LAUSR

Objectives Spondyloarthritis (SpA) is known as series of immune-mediated inflammatory disease of the axial and peripheral joints. Human leucocyte antigen (HLA)-B27 is a genetic risk factor for SpA. Recent evidence suggests that the interleukin −17 (IL17) axis strongly contributes to SpA. This study aimed to assess the efficacy of an IL17A peptide-based vaccine on SpA manifestations in model rats. Methods HLA-B27/human β2-microglobulin (hβ2M) transgenic rats were immunised with heat-inactivated Mycobacterium tuberculosis (MT) to develop spondylitis and arthritis as an experimental SpA model after immunisation with a keyhole limpet hemocyanin-conjugated IL17A peptide-based vaccine with an alum adjuvant three times.
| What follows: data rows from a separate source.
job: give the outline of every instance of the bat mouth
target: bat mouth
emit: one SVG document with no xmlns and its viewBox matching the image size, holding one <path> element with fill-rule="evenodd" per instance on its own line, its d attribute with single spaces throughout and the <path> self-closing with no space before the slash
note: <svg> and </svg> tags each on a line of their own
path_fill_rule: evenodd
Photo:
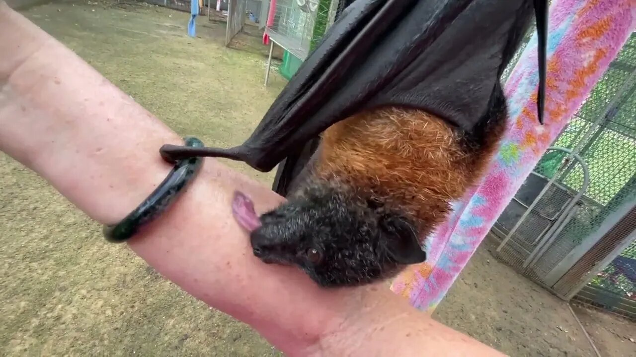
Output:
<svg viewBox="0 0 636 357">
<path fill-rule="evenodd" d="M 252 232 L 261 226 L 261 220 L 254 209 L 254 202 L 242 192 L 234 192 L 232 215 L 238 225 L 249 232 Z"/>
</svg>

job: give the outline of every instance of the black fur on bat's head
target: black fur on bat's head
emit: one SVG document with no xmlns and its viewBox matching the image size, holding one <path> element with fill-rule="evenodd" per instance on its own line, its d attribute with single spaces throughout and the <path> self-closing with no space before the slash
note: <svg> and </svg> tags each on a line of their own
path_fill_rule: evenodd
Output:
<svg viewBox="0 0 636 357">
<path fill-rule="evenodd" d="M 234 212 L 239 222 L 256 215 L 245 206 Z M 307 185 L 259 220 L 250 234 L 254 254 L 296 266 L 322 286 L 375 282 L 426 258 L 410 220 L 330 183 Z"/>
</svg>

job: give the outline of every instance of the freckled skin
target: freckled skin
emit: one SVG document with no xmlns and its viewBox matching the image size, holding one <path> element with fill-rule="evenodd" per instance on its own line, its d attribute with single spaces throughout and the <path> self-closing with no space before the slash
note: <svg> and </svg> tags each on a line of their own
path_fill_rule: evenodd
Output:
<svg viewBox="0 0 636 357">
<path fill-rule="evenodd" d="M 503 135 L 505 102 L 496 104 L 470 133 L 394 108 L 332 126 L 308 178 L 261 216 L 254 254 L 325 287 L 373 283 L 424 261 L 421 240 L 483 175 Z"/>
</svg>

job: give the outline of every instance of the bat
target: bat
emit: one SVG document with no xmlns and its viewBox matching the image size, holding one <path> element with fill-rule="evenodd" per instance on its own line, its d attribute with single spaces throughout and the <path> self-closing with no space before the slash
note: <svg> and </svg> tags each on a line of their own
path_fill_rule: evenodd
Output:
<svg viewBox="0 0 636 357">
<path fill-rule="evenodd" d="M 241 192 L 232 203 L 254 254 L 324 287 L 392 278 L 425 260 L 423 237 L 487 169 L 508 117 L 501 77 L 533 17 L 543 124 L 547 1 L 355 0 L 243 144 L 160 153 L 261 172 L 284 160 L 286 203 L 260 217 Z"/>
</svg>

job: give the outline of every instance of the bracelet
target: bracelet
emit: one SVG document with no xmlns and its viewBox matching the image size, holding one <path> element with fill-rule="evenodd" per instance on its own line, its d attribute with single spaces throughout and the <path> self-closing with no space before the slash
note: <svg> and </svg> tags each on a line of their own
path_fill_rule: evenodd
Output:
<svg viewBox="0 0 636 357">
<path fill-rule="evenodd" d="M 184 138 L 186 146 L 203 147 L 201 140 L 192 137 Z M 154 220 L 163 213 L 179 197 L 201 168 L 203 159 L 200 157 L 178 160 L 168 176 L 141 205 L 119 223 L 104 225 L 103 234 L 111 243 L 128 240 L 142 226 Z"/>
</svg>

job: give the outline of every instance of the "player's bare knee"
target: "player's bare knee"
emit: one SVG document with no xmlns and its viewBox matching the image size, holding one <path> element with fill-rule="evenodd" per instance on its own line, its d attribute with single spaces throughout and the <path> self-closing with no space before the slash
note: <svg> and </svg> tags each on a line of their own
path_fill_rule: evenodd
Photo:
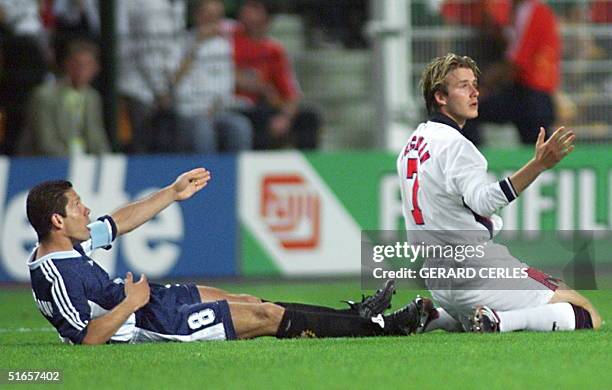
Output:
<svg viewBox="0 0 612 390">
<path fill-rule="evenodd" d="M 282 317 L 283 308 L 273 303 L 260 303 L 255 307 L 255 315 L 262 322 L 277 322 Z"/>
<path fill-rule="evenodd" d="M 560 302 L 566 302 L 574 307 L 584 309 L 590 316 L 592 329 L 599 330 L 601 328 L 603 321 L 595 307 L 586 297 L 584 297 L 578 291 L 570 288 L 565 283 L 561 283 L 559 285 L 559 288 L 555 291 L 555 294 L 552 296 L 549 303 Z"/>
</svg>

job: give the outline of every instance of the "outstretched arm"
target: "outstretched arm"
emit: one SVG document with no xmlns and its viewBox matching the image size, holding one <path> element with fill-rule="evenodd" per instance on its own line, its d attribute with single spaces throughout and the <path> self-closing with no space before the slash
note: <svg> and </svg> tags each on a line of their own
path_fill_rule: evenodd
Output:
<svg viewBox="0 0 612 390">
<path fill-rule="evenodd" d="M 171 203 L 191 198 L 196 192 L 206 187 L 209 180 L 209 171 L 204 168 L 196 168 L 180 175 L 168 187 L 120 208 L 112 214 L 117 225 L 117 235 L 131 232 Z"/>
<path fill-rule="evenodd" d="M 517 194 L 533 183 L 540 173 L 557 165 L 574 150 L 576 135 L 573 131 L 559 127 L 546 142 L 544 142 L 545 135 L 544 128 L 540 127 L 534 158 L 510 176 Z"/>
</svg>

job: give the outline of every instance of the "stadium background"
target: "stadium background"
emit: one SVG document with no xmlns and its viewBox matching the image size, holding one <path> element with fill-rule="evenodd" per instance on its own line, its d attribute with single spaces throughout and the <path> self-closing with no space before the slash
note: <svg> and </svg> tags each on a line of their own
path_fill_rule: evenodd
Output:
<svg viewBox="0 0 612 390">
<path fill-rule="evenodd" d="M 102 86 L 106 89 L 107 131 L 116 150 L 120 150 L 130 134 L 129 128 L 122 125 L 120 101 L 116 85 L 112 85 L 117 80 L 116 64 L 108 59 L 112 57 L 108 50 L 117 47 L 116 41 L 109 38 L 111 27 L 104 24 L 105 20 L 112 20 L 109 16 L 112 3 L 101 2 L 106 53 Z M 228 2 L 231 3 L 234 2 Z M 439 12 L 441 2 L 375 0 L 370 2 L 370 22 L 362 26 L 363 44 L 349 48 L 337 42 L 323 42 L 313 47 L 312 37 L 308 36 L 299 13 L 300 6 L 307 7 L 309 1 L 278 3 L 281 13 L 274 17 L 271 33 L 291 55 L 305 102 L 323 113 L 321 150 L 238 155 L 114 153 L 101 158 L 79 155 L 70 159 L 0 156 L 0 304 L 4 312 L 10 313 L 0 323 L 0 344 L 8 347 L 8 354 L 0 358 L 3 363 L 0 366 L 26 367 L 32 363 L 33 356 L 44 355 L 50 348 L 49 343 L 55 344 L 57 340 L 44 328 L 47 324 L 31 302 L 25 266 L 27 254 L 35 243 L 34 232 L 25 218 L 25 196 L 33 184 L 50 177 L 71 180 L 92 208 L 92 214 L 97 215 L 166 185 L 184 169 L 203 165 L 212 171 L 213 180 L 204 192 L 171 206 L 148 225 L 122 237 L 111 251 L 96 255 L 96 260 L 111 276 L 132 270 L 145 273 L 153 280 L 198 279 L 239 292 L 278 299 L 311 299 L 331 305 L 345 298 L 347 289 L 352 291 L 349 297 L 358 295 L 354 293 L 360 288 L 356 278 L 361 266 L 361 230 L 402 226 L 394 173 L 395 153 L 409 129 L 425 119 L 417 87 L 423 65 L 449 50 L 462 52 L 462 48 L 470 47 L 469 42 L 476 39 L 476 33 L 469 23 L 452 24 L 445 20 Z M 593 14 L 595 2 L 550 0 L 547 3 L 559 17 L 563 37 L 560 123 L 576 130 L 578 147 L 567 161 L 543 174 L 503 216 L 511 230 L 610 230 L 612 154 L 608 142 L 612 138 L 609 51 L 612 27 L 605 16 L 597 17 L 601 11 L 599 15 Z M 610 7 L 610 1 L 603 3 Z M 231 11 L 231 7 L 228 9 Z M 532 156 L 532 148 L 519 144 L 511 126 L 487 127 L 483 150 L 496 176 L 513 171 Z M 350 279 L 323 286 L 327 283 L 321 280 L 329 279 L 319 279 L 320 276 Z M 307 278 L 307 282 L 298 283 L 302 278 Z M 311 278 L 315 282 L 308 282 Z M 257 283 L 253 284 L 254 281 Z M 402 299 L 409 299 L 412 293 L 405 292 Z M 612 313 L 612 308 L 606 306 L 610 301 L 609 291 L 590 291 L 587 296 L 596 306 L 602 306 L 604 318 L 606 313 L 608 316 Z M 34 329 L 34 333 L 36 329 L 47 331 L 34 334 L 27 329 Z M 361 381 L 363 386 L 376 383 L 405 386 L 402 375 L 405 377 L 409 370 L 406 365 L 414 364 L 411 357 L 417 356 L 428 365 L 438 364 L 439 359 L 448 362 L 452 367 L 448 374 L 450 383 L 459 385 L 476 383 L 461 368 L 461 364 L 473 359 L 476 363 L 473 366 L 468 363 L 468 367 L 479 367 L 470 373 L 517 375 L 513 380 L 497 383 L 496 387 L 529 386 L 538 380 L 545 380 L 551 386 L 583 385 L 585 382 L 580 378 L 589 377 L 591 382 L 587 383 L 605 388 L 610 385 L 609 374 L 603 378 L 599 375 L 609 368 L 608 335 L 604 332 L 601 337 L 593 336 L 594 339 L 585 334 L 565 339 L 554 335 L 552 341 L 542 335 L 515 336 L 522 337 L 518 342 L 521 346 L 506 335 L 496 340 L 483 339 L 507 348 L 508 362 L 502 364 L 497 364 L 499 356 L 493 349 L 475 357 L 475 353 L 483 352 L 478 349 L 483 343 L 463 335 L 435 335 L 438 339 L 434 341 L 428 335 L 412 344 L 401 345 L 389 344 L 394 340 L 376 341 L 376 345 L 370 345 L 372 349 L 350 341 L 334 345 L 315 341 L 307 350 L 296 344 L 274 344 L 275 341 L 257 341 L 252 346 L 157 347 L 161 350 L 145 346 L 130 353 L 123 349 L 99 350 L 102 352 L 98 352 L 98 361 L 108 370 L 147 369 L 147 359 L 133 365 L 140 358 L 138 354 L 144 352 L 153 360 L 163 359 L 169 363 L 160 375 L 144 381 L 162 387 L 175 383 L 193 386 L 190 382 L 193 378 L 186 373 L 211 374 L 227 369 L 211 363 L 227 359 L 236 362 L 228 374 L 233 379 L 217 376 L 208 383 L 234 387 L 257 387 L 255 383 L 271 383 L 274 387 L 344 387 L 341 384 Z M 42 343 L 42 347 L 25 347 L 24 342 Z M 341 349 L 347 351 L 345 355 L 331 353 Z M 424 350 L 434 352 L 424 353 Z M 169 356 L 169 352 L 175 355 Z M 200 358 L 200 353 L 206 358 Z M 302 379 L 280 375 L 280 379 L 266 382 L 270 378 L 264 378 L 262 372 L 247 369 L 266 364 L 271 372 L 283 372 L 287 364 L 281 357 L 283 353 L 302 362 L 290 366 L 296 378 Z M 403 356 L 401 364 L 389 364 L 385 360 L 395 359 L 397 355 Z M 540 364 L 551 355 L 562 359 L 562 372 L 553 374 L 558 367 Z M 259 360 L 264 356 L 265 362 Z M 320 367 L 317 365 L 321 356 L 329 359 L 324 360 L 325 368 L 319 371 L 315 367 Z M 355 375 L 347 368 L 362 367 L 364 361 L 376 360 L 375 356 L 385 359 L 366 365 L 371 370 L 369 374 Z M 82 350 L 74 362 L 65 357 L 56 361 L 41 358 L 35 366 L 59 364 L 68 373 L 71 369 L 82 370 L 87 375 L 82 375 L 79 381 L 92 385 L 122 384 L 121 378 L 125 376 L 105 377 L 96 382 L 100 377 L 92 374 L 91 357 L 91 351 Z M 203 360 L 208 365 L 184 366 L 181 359 Z M 338 365 L 334 361 L 347 363 Z M 591 369 L 581 367 L 576 371 L 574 364 L 584 361 L 591 362 Z M 519 376 L 529 369 L 534 371 Z M 538 369 L 549 374 L 538 375 Z M 421 372 L 411 372 L 408 376 L 420 377 L 413 379 L 414 384 L 427 387 L 449 383 L 443 377 L 427 380 L 421 377 Z M 591 376 L 593 373 L 597 375 Z M 336 379 L 323 380 L 323 377 Z M 74 378 L 68 382 L 75 387 L 79 383 Z"/>
<path fill-rule="evenodd" d="M 410 129 L 425 118 L 418 91 L 423 66 L 449 50 L 472 51 L 475 56 L 484 50 L 486 42 L 469 11 L 477 2 L 371 2 L 365 8 L 369 14 L 361 15 L 369 20 L 353 27 L 360 39 L 348 41 L 334 41 L 333 35 L 313 38 L 316 28 L 304 9 L 316 2 L 275 3 L 278 13 L 270 33 L 290 54 L 305 103 L 323 114 L 321 150 L 148 157 L 115 153 L 65 160 L 1 157 L 0 281 L 27 281 L 22 259 L 35 236 L 23 201 L 37 181 L 69 178 L 97 215 L 196 165 L 212 170 L 212 184 L 102 254 L 100 261 L 111 274 L 130 268 L 154 278 L 359 274 L 360 231 L 402 226 L 394 154 Z M 607 230 L 612 224 L 607 143 L 612 135 L 612 28 L 605 23 L 610 2 L 548 3 L 563 39 L 563 98 L 557 121 L 575 129 L 578 150 L 504 210 L 506 229 Z M 358 4 L 364 5 L 338 2 L 337 7 L 350 14 Z M 467 4 L 467 11 L 453 9 L 457 4 Z M 238 5 L 227 2 L 230 15 Z M 121 36 L 112 33 L 115 8 L 112 1 L 100 7 L 105 66 L 101 84 L 107 132 L 115 150 L 121 151 L 130 128 L 121 115 L 115 85 L 121 43 Z M 109 53 L 113 49 L 115 56 Z M 532 147 L 519 144 L 512 125 L 488 126 L 483 134 L 483 150 L 495 175 L 530 158 Z"/>
</svg>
The IL17A antibody titre was assessed using ELISA, and arthritis score and joint thickness were monitored two times a week. Enzyme-linked immunospot (ELISpot) assays for IL4- and interferon-γ-secreting splenocytes were conducted to evaluate IL17A-specific T cell activation. We also evaluated the effect of IL17A vaccine in SpA therapeutic model. Results The IL17A peptide-based vaccine with alum adjuvant successfully induced antibody production and suppressed the arthritis score and joint thickness. X-ray and histological analyses showed that enthesitis, bone destruction and new bone formation were inhibited by the IL17A vaccine. The ELISpot assay showed that the IL17A peptide-based vaccine did not elicit any IL17A-reactive T cell responses. IL17A vaccine tends to mitigate, but not significant, in SpA treatment model. These data showed that the peptide-based vaccine targeting IL17A alleviated the SpA phenotype in a heat-inactivated MT-induced SpA model in HLA-B27/hβ2M transgenic rats. Conclusions IL17A peptide-based vaccine may be a therapeutic option for SpA treatment.